Once I understood all of that and forgave myself for my horrible reaction I finally gave Malawi a chance. Even though I strongly felt like it was not home and it never would be and I didn’t get why anyone lives there, I began to see the happiness in many of the children’s faces, like they did not want to be anywhere else. I saw men, multiple times, holding hands with one another whilst walking in the streets, which I never see back home. I saw couples going to school together or eating lunch with one another when they were supposed to be at work. At the market place, which smelled really badly and had just rained and was damp everywhere, the guys selling apples, who were definitely at the smelliest place of all and had their fruits rained on, were not bothered and kept the business going with smiles on their faces.
I still wanted to go home through seeing all of this but it made my heart warm to see Black people making it work through the hardest of circumstances. It was amazing to see people still moving and still happy even though they have to walk back home at the end of the day with their many goods on that dusty road with rocks and literal twists and turns. And one of the things that made me happiest of all was when, in the middle of the night, we had to ask a random stranger into our car with us to show us where we’re supposed to go. That man took us right to the doorstep of our destination without harming us or asking for a thing in return. He even walked himself back home because he knew how long and difficult the drive was for us and he didn’t want us to get lost again.
Down South the spirit of Ubuntu nowadays is a bit deadly and one might argue, more theoretical than practical but up there it is still very real. You can risk parking your car out on the street and when you wake up in the morning the windows will not be bashed in.

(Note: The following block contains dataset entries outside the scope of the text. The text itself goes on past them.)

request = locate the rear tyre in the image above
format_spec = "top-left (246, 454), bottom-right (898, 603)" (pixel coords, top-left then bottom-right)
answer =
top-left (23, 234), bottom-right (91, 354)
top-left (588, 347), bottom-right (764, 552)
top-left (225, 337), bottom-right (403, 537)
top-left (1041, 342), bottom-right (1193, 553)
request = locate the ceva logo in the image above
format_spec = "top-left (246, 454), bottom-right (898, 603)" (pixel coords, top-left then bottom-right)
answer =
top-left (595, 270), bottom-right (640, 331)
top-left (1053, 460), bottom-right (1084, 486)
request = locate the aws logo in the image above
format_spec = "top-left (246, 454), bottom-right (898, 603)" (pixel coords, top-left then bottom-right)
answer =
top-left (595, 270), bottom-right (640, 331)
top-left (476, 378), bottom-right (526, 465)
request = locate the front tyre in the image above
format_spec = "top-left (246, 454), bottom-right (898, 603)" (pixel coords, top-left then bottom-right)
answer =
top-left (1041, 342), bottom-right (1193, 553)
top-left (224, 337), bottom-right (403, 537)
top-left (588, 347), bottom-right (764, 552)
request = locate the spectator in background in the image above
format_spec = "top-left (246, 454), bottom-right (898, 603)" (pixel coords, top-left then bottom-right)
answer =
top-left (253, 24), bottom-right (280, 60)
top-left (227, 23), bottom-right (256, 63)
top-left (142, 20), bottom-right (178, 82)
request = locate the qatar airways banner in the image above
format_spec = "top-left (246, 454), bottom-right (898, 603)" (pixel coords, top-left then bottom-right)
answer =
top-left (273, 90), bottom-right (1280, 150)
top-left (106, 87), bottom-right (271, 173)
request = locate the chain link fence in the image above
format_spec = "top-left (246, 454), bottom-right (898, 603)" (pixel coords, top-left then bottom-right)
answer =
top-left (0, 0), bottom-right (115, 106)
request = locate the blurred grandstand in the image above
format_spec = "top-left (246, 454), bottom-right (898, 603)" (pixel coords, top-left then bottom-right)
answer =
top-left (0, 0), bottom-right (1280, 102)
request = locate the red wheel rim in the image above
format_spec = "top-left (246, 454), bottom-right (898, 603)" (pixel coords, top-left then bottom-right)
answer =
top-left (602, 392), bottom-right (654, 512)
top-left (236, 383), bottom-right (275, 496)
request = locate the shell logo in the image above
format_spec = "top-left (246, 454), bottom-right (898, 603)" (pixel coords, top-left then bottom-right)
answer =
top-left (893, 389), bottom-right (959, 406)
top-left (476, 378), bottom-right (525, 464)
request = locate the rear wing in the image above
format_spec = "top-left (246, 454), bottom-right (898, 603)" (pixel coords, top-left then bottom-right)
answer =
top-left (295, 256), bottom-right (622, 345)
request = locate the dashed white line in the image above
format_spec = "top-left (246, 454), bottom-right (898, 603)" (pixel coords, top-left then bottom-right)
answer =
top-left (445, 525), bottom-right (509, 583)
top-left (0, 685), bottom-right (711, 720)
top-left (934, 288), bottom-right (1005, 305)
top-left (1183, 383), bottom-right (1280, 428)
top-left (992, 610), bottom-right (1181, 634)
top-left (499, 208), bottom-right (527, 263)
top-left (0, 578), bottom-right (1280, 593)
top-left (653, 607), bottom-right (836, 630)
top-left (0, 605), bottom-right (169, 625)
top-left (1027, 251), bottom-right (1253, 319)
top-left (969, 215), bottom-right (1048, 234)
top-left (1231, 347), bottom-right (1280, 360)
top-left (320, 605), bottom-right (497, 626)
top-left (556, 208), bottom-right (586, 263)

It was extremely refreshing to not have to be anxious about my safety at all times and in terms of that, I am extremely grateful to Malawi. But I still felt like I had to hide my gadgets every time I left my grandmother’s house. “Old habits die hard” I guess. I am just really happy that I managed to find love in Malawi. The love that people can still have for each other even through such a hard life and the love that people have for their work regardless of how unappealing it might be.